"I am now about to describe the manufacture of the bow and arrow the weapon upon which the Indians and many other nations depend to procure the food supply and which played such an important part in the history of the English our ancestors, or rather to tell how they may bee constructed from local material and used as a pleasant out door sport.
"Yew and Lancewood are undoubtebly the best wood for bow but osage orange, white ash, hickory, apple tree and cedar all of which grow in this locality will make very good bows. The wood should be winter cut and well seasoned and the bow should be made from that part of the tree where the heart wood joins the sap wood. There were many kinds of bows used by different tribes some of horn, some of bone some of wood backed with sinew and some compound but I will tell how an effective bow might be made with a moderate expenditure of labor.
"The bow should be made of straight grained wood with a straight part in the middle while the ends should be shaved down evenly untill they are of the proper strength. The Indians used sinew for the bow string but braided linen will do just as well. The indians oiled their bows to protect them from moisture as well as to render them more elastic, a fact which may be used to advantage by people owning bows.

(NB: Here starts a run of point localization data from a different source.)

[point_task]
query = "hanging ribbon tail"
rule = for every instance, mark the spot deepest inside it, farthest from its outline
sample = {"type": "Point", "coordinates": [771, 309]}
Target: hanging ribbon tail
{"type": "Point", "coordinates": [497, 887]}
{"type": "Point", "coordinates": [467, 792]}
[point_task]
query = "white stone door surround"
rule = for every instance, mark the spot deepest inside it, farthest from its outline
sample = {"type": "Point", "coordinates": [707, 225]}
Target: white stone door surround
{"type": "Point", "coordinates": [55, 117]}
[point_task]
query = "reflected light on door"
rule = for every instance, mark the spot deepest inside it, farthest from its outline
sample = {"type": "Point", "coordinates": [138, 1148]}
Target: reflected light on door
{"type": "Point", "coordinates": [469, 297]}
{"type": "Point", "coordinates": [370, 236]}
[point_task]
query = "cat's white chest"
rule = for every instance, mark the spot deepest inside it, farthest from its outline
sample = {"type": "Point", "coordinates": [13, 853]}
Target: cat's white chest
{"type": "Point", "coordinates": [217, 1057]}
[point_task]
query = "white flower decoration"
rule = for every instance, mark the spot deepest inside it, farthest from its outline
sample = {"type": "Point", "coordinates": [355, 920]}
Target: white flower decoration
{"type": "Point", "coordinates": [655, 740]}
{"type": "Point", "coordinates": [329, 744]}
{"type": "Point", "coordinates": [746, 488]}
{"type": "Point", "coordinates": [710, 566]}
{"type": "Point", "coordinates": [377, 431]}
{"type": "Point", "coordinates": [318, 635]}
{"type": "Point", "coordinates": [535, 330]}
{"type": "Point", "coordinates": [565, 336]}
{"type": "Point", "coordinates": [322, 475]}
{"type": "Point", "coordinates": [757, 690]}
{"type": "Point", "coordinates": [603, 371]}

"The arrows may be made of well seasoned white pine, cedar, ash or hickory split out of straight grained pieces and planed round and smooth. The Indians used bone or siliceous stone to make the arrow heads but hoop iron is better or the arrows ends may be hardened in a fire. The arrows should have half of three wing feathers (all left or all right) fastened lengthwise at the back end of the arrow to make them go straight unless the head is extry heavy which would answer the same purpose. The notch in the back end of the arrow is called the nock and it may be easily made with a saw.
"When the glue dries that has been used in fastening the feathers there will be a good outfit from which much ammusement may be had shooting at sparrows and targets."
We don't know whether Charlie Bullis ever made his own bow and arrow, but his directions earned a "good" comment from his teacher (along with numerous spelling corrections). As readers, we also give him a "good" because we gained a greater appreciation for our ancestors skills and abilities to produce useful tools with native materials.